Die Gehörnte und die Rote Mauerbiene etwa besuchten zwar eine Vielzahl an Pflanzenarten (33 bzw. 51). Aber ein grosser Teil des Pollens in ihren Nestern stammte von nur wenigen Pflanzenfamilien. Beide Arten bevorzugten Sträucher und Bäume. Die Gehörnte Mauerbiene nutzte etwa Weide, Apfel und Ahorn, die Rote Mauerbiene Ahorn, Buche, Eiche und Walnuss.
Beliebt bei Mensch und Biene ¶
Dies deutet darauf hin, dass die Vorliebe für bestimmte Pflanzenfamilien ein Vorteil für Bienen in Städten sein kann, wenn diese Pflanzen dort häufig sind. Dies trifft auf die bevorzugten Blütenressourcen dieser beiden Bienenarten zu. Darüber hinaus können sie innerhalb einer Pflanzenfamilie von Art zu Art wechseln und so die vorhandenen Ressourcen besser nutzen. Gleichzeitig vermeiden sie die Kosten, die mit einem ausgeprägten Generalismus verbunden sind.
Doch selbst strikte Nahrungsspezialisten können in Städten erfolgreich sein, wenn ihre bevorzugte Pflanze weit verbreitet ist. Dies ist der Fall bei der Hahnenfuss-Scherenbiene, die sich von verschiedenen Hahnenfussarten («Butterblumen») ernährt, die in Städten reichlich wachsen.
Stadtbäume für Stadtbienen ¶
«Überraschend war, dass typische Stadtpflanzen wie Löwenzahn und Klee wenig oder gar nicht zur Larvennahrung unserer untersuchten Bienenarten beitrugen», sagt Casanelles Abella, der Erstautor der Studie. Gehölze dagegen erwiesen sich als häufig genutzte Ressource.

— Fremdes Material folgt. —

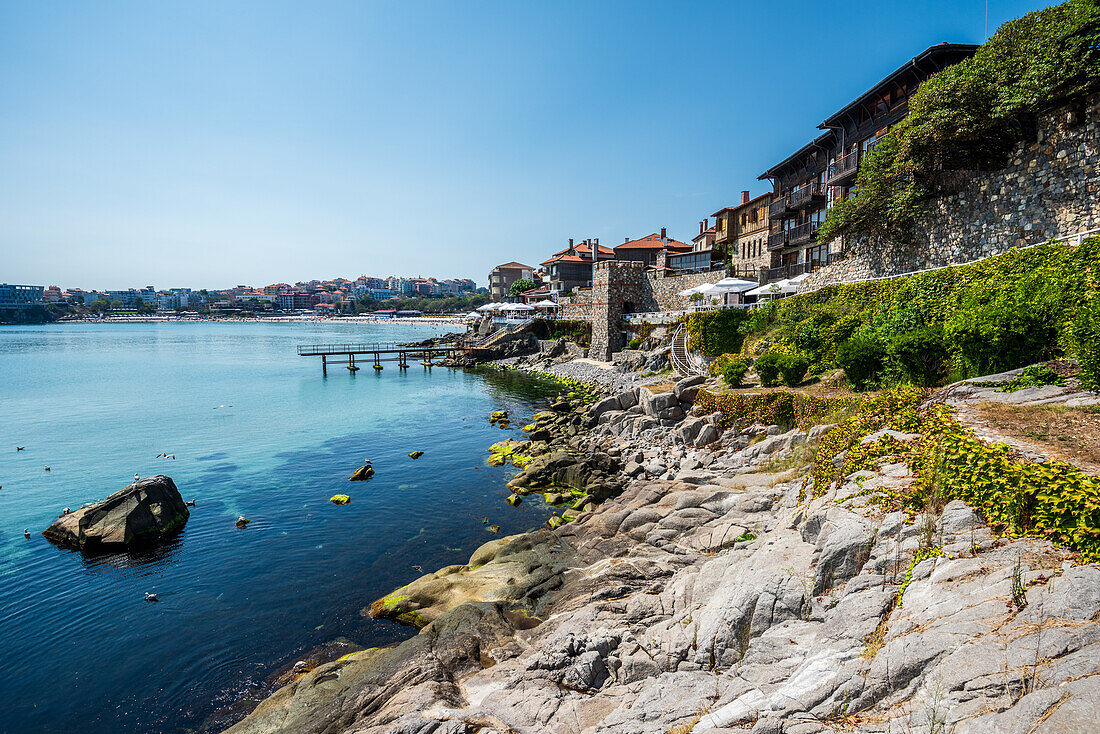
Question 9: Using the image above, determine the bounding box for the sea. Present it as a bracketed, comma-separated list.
[0, 321, 561, 734]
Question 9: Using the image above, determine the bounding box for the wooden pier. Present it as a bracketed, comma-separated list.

So sammelte die Gewöhnliche Maskenbiene mit abnehmendem Grünflächenanteil zunehmend Pollen von Bäumen, vor allem des Japanischen Schnurbaums (Styphnolobium japonicum). «Dies zeigt, dass die Erhaltung einer vielfältigen Vegetation, insbesondere an Bäumen und Sträuchern, entscheidend ist, um die Ernährung der Larven unserer Wildbienenarten sicherzustellen.»

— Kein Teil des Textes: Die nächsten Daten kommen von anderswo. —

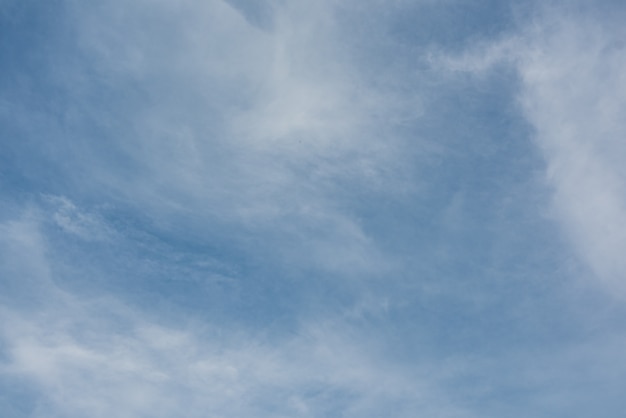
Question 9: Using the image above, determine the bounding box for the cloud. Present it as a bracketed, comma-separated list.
[518, 5, 626, 297]
[0, 209, 468, 417]
[431, 5, 626, 298]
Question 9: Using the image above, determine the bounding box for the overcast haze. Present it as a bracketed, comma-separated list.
[0, 0, 626, 418]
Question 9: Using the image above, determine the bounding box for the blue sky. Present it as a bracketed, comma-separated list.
[0, 0, 626, 418]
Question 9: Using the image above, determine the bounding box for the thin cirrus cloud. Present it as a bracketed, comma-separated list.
[0, 0, 626, 417]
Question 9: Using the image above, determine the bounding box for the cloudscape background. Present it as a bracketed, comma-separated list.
[0, 0, 626, 418]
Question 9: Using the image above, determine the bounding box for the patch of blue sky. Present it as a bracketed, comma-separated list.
[0, 0, 626, 417]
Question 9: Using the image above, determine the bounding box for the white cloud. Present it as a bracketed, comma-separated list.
[0, 212, 469, 418]
[432, 6, 626, 297]
[519, 10, 626, 297]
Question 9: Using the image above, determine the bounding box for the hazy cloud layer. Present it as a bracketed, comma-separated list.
[0, 0, 626, 418]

Bäume und Sträucher könnten auch für andere städtische Wildbienenarten wichtig sein, zumal für solche, die früh in der Saison erscheinen. Da die Verbreitung von Bäumen in Städten weitgehend durch den Menschen gesteuert wird, ist dies laut dem Forscher ein wichtiger Ansatzpunkt für Begrünungsstrategien, besonders in dicht besiedelten Stadtgebieten, wo nur wenige krautige Pflanzen wachsen. Mehr Bäume würden den Wildbienen auch erlauben, sich neue Gebiete zu erschliessen und die Nahrungssuche erleichtern.
Exotisch oder einheimisch? ¶
Ob Pflanzen einheimisch sind oder nicht, scheint dabei wenig Einfluss auf die Präferenz der Wildbienen zu haben. Wichtiger sind Merkmale wie der Nährstoffgehalt der Pollen, der Bau der Blüten oder die Blütezeit, die innerhalb einer Pflanzenfamilie relativ konstant sein können. Wildbienen mit einer mittleren Generalismusform könnten daher sogar profitieren, wenn in Städten zusätzlich zu den heimischen auch exotische Gehölze aus ihren bevorzugten Familien wachsen, weil diese sich als Nahrungsressource ergänzen. «Um mindestens einen Teil unserer Wildbienenarten zu fördern, sollten in der städtischen Raumplanung und im Grünraum vielfältige urbane Wälder gefördert werden », konstatiert Casanelles Abella.